Currently running a 3 node cluster with replication factor 3 on the keyspaces. Need to add more nodes to the cluster as the size of each node is approaching 2TB.
Can I add just 1 more node to the cluster and have a 4 node cluster or does the cluster always need to have odd number of nodes? Using a consistency level of ONE currently for both read and write.
You can have as many nodes in the cluster as you want, particularly if you are not using the racks feature in Cassandra (all nodes are in the same logical C* rack).
If you are using C* racks, our recommendation is to have an equal number of nodes in each rack so the load distribution is balanced across the racks in each DC.
For example, if your app keyspaces have a replication factor of 3 and you have 3 racks then the number of nodes in the DC should be in multiples of the replication factor -- 3, 6, 9, 12 and so on. This would allow you to configure the same number of nodes in each rack.
This isn't a hard requirement but is best practice so nodes have an equal amount of load and data on them. Cheers!
You can have even number of nodes in a Cassandra cluster. So you can add another node to the cluster. If you are using vnodes, then it will be easier, otherwise a lot of work needs to be done to balance the cluster.
One more thing, reading and writing with consistency level ONE decreases the consistency. If it suits your usecase then it is fine but general recommendation is to use QUORUM on the production system.
Related
I was wondering which configuration will be best suited for even distribution of data among nodes.
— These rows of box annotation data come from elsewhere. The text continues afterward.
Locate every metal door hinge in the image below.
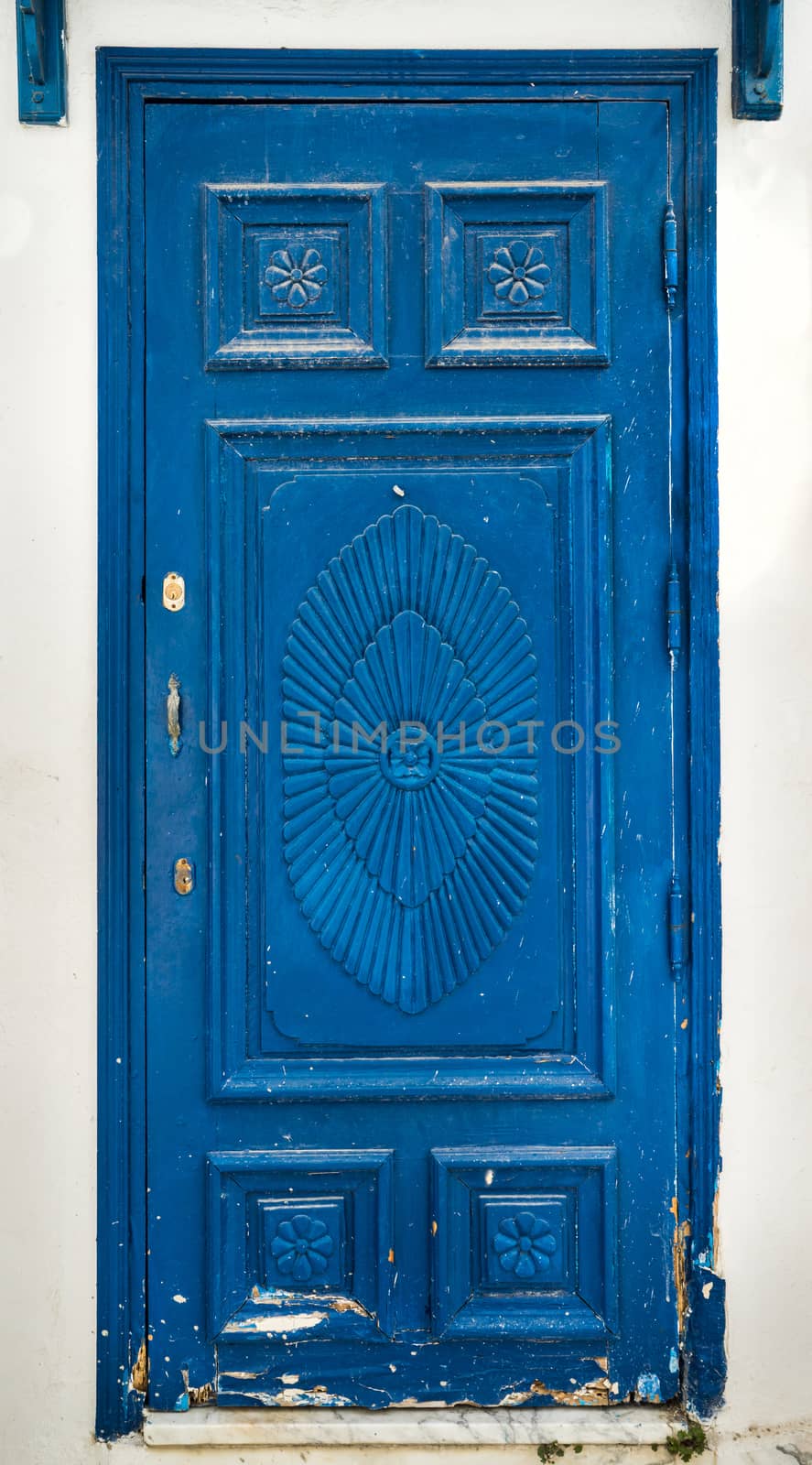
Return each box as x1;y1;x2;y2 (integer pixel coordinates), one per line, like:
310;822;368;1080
164;570;186;611
666;559;683;665
173;855;195;895
668;874;690;982
663;200;680;310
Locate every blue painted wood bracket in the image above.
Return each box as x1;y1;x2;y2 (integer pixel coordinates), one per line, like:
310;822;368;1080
16;0;66;127
733;0;785;122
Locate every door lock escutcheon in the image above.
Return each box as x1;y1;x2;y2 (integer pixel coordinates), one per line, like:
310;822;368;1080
175;855;195;895
164;570;186;611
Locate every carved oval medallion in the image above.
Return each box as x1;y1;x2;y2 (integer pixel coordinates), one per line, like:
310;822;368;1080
283;505;538;1013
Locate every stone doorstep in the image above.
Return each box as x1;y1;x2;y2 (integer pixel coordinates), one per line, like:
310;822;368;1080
144;1406;674;1447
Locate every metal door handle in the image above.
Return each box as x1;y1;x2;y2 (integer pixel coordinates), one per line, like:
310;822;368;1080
166;672;180;757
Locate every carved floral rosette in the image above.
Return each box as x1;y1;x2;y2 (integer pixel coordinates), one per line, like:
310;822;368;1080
283;505;538;1013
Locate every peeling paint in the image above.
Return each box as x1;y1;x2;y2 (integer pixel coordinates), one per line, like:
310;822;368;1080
129;1338;149;1394
226;1313;327;1333
244;1384;353;1409
500;1377;617;1408
634;1374;661;1404
671;1196;690;1342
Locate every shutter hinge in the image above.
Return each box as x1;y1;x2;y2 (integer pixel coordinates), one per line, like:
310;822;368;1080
668;874;689;982
663;200;680;310
666;559;683;667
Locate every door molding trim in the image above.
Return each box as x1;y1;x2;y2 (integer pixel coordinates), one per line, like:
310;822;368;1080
97;49;726;1438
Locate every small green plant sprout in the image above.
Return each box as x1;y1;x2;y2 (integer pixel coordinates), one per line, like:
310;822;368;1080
666;1421;708;1460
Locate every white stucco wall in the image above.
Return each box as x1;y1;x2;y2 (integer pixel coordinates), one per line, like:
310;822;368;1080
0;0;812;1465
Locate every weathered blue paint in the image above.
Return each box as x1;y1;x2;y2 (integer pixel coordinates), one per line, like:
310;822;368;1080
16;0;66;126
100;53;719;1434
733;0;785;122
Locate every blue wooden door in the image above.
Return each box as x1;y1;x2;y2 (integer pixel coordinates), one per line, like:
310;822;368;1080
146;69;683;1409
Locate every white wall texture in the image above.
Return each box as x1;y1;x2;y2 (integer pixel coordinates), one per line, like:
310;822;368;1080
0;0;812;1465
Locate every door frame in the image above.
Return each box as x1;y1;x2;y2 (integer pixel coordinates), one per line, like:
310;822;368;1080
97;49;726;1438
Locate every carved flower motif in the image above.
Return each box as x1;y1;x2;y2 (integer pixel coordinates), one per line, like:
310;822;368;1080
488;239;553;305
271;1216;332;1282
493;1210;557;1277
265;244;327;310
283;504;538;1013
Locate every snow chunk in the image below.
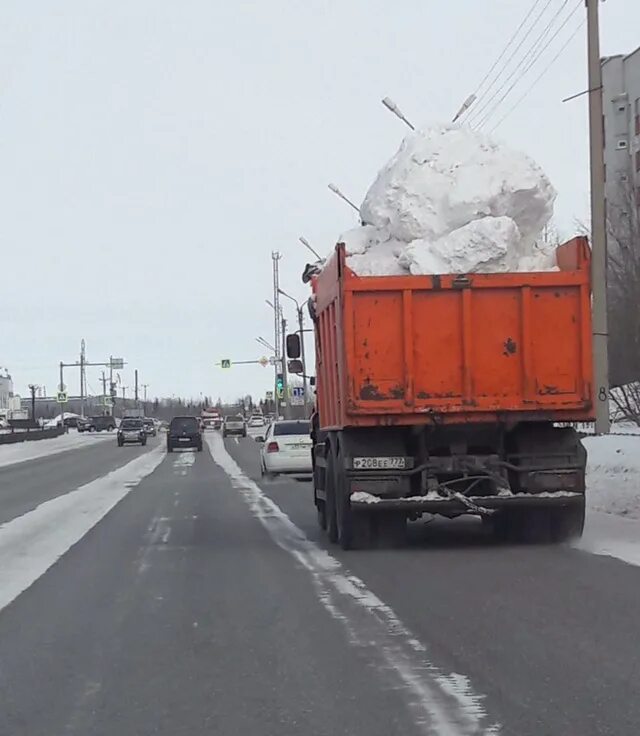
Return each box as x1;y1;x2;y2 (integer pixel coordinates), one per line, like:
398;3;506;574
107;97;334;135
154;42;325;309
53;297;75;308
340;126;556;276
400;217;521;274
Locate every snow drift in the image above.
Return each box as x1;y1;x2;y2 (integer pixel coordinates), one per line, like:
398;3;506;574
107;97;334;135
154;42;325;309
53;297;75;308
340;126;556;276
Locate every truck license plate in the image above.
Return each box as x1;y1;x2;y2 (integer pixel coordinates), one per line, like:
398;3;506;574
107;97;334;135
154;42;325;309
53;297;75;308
353;457;406;470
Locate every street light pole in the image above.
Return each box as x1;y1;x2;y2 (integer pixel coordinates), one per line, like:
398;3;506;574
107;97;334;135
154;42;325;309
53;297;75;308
276;317;289;419
327;184;360;215
585;0;611;434
382;97;415;130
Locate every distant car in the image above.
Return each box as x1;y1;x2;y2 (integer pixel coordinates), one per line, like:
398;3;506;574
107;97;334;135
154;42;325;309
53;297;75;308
76;416;116;432
167;417;202;452
202;414;222;429
222;414;247;437
142;417;158;437
260;419;312;478
118;418;147;447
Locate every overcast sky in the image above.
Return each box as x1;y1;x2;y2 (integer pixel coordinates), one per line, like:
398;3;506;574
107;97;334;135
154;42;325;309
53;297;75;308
0;0;640;399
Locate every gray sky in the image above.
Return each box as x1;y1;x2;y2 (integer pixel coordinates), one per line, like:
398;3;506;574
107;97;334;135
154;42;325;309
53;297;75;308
0;0;640;398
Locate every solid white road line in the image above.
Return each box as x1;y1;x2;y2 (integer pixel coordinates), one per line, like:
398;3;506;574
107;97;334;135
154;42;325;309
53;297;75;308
0;447;165;610
207;435;500;736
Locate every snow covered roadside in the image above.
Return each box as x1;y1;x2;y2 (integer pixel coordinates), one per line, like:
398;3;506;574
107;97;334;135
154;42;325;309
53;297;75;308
0;446;165;611
583;434;640;520
574;434;640;565
0;431;106;468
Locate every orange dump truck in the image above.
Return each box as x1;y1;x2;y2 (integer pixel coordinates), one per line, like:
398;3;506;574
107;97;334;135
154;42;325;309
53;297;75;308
300;238;593;549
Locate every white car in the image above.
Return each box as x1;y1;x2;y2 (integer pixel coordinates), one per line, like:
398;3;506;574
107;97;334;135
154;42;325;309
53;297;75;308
260;419;312;478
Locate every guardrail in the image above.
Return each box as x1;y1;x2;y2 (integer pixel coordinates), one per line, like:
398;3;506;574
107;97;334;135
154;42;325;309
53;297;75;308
0;427;66;445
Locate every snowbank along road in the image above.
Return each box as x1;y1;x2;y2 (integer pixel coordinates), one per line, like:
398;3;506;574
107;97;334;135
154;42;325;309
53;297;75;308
0;433;640;736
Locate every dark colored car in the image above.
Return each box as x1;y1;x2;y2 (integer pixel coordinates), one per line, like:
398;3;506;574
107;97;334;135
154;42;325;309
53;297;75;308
222;414;247;437
78;416;116;432
118;419;147;447
167;417;202;452
142;417;158;437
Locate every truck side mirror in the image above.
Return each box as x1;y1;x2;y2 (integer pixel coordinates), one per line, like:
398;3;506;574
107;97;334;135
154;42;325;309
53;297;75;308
287;333;302;360
287;360;304;375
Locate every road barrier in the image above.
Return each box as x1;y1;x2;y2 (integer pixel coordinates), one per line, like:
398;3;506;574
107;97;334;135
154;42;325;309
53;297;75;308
0;427;66;445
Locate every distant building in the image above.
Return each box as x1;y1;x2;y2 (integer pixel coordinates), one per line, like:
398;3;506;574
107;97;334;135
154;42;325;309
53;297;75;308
0;368;13;410
602;48;640;211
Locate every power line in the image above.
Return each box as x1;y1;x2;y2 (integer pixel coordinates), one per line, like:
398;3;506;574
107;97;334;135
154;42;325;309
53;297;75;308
490;20;586;133
474;0;542;95
476;0;583;129
467;0;583;123
467;0;553;122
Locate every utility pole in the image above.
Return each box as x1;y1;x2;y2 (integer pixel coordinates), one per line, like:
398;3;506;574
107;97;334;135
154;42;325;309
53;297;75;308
276;317;289;419
29;383;38;424
271;250;286;416
80;338;86;417
109;355;116;417
585;0;610;434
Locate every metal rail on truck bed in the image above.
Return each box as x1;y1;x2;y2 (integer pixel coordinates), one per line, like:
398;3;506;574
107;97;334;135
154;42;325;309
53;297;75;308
313;237;593;430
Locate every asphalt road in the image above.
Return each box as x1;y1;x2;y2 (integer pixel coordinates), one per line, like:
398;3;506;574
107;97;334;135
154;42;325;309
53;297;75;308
0;437;640;736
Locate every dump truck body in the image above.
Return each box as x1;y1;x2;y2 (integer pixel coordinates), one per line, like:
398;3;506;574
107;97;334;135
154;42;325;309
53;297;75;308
314;238;593;429
312;238;593;547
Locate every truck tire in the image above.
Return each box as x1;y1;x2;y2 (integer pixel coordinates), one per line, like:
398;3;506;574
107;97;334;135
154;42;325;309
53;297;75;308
549;496;585;542
325;447;338;544
333;442;372;550
316;499;327;532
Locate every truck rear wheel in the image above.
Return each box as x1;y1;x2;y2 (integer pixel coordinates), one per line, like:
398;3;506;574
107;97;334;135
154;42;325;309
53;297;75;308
316;499;327;531
333;446;372;550
550;496;585;542
325;448;338;544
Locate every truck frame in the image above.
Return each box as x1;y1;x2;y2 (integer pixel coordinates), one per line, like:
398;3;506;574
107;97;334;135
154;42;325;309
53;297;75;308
310;238;593;549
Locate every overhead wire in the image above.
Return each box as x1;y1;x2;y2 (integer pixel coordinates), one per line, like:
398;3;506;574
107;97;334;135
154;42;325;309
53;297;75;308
468;0;554;120
489;20;586;133
467;0;584;125
473;0;542;96
476;0;583;130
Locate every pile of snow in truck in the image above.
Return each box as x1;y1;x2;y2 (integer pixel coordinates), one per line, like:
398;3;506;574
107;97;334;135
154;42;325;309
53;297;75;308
339;126;556;276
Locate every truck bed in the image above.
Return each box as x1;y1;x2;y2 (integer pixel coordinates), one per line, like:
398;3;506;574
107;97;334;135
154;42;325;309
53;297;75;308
313;238;593;430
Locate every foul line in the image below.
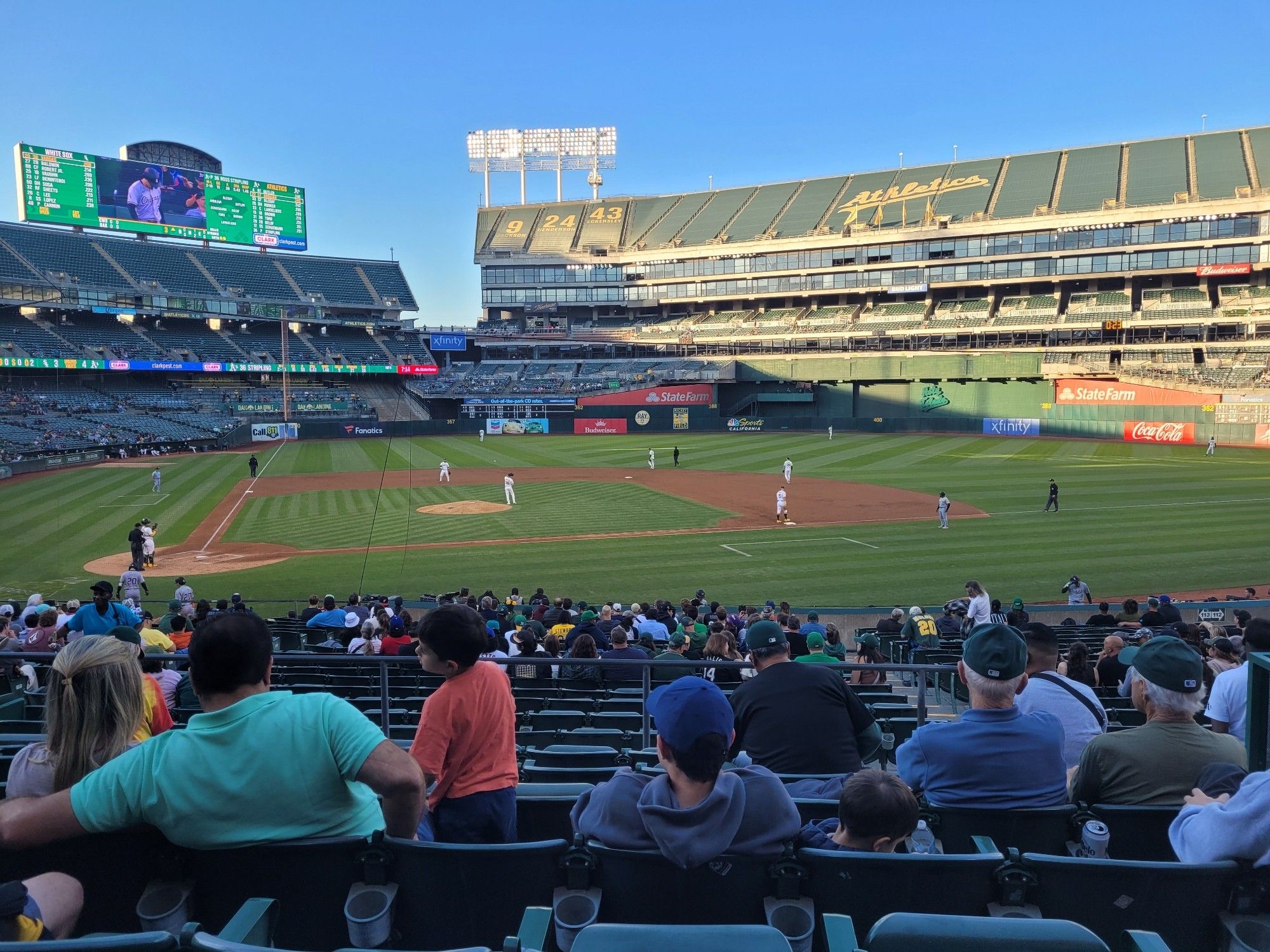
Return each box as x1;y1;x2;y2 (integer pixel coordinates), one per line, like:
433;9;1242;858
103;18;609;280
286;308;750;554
198;437;287;552
719;535;878;558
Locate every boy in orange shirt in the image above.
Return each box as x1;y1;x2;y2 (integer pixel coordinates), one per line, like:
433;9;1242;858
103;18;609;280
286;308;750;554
410;605;517;843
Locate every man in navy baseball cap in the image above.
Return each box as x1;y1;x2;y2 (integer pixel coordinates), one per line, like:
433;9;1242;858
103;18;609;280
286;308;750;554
570;678;799;869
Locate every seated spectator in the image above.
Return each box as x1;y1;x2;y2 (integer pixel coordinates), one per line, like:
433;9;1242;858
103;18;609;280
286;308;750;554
851;634;886;687
1015;622;1107;768
0;872;84;943
1071;634;1247;806
601;624;648;684
1093;634;1129;688
410;605;518;843
0;612;424;849
5;634;142;800
1168;764;1270;868
895;624;1067;810
570;678;799;869
730;620;881;774
561;634;603;684
799;770;917;853
1205;618;1270;744
1058;641;1095;688
1085;601;1115;628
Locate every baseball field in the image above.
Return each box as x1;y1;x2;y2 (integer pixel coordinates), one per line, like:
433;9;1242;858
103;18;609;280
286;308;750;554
0;433;1270;605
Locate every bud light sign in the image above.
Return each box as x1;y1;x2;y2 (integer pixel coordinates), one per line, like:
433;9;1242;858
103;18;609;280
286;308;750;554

5 nodes with 3 racs (2 nodes(node 1,node4) on rac1 , 2 nodes on rac2 (node2,node4) , 1 node on rac3 (node3))
Replication factor 3 and Read / Write on Quorum
In this case I am wondering whether the node3 which is the only node in rac3 will have more data than other nodes since replication strategy suggests that replicas will be but in nodes on different rac.
6 nodes with 3 racs (2 nodes(node 1,node4) on rac1 , 2 nodes on rac2 (node2,node4) , 2 nodes on rac3 (node3, node6))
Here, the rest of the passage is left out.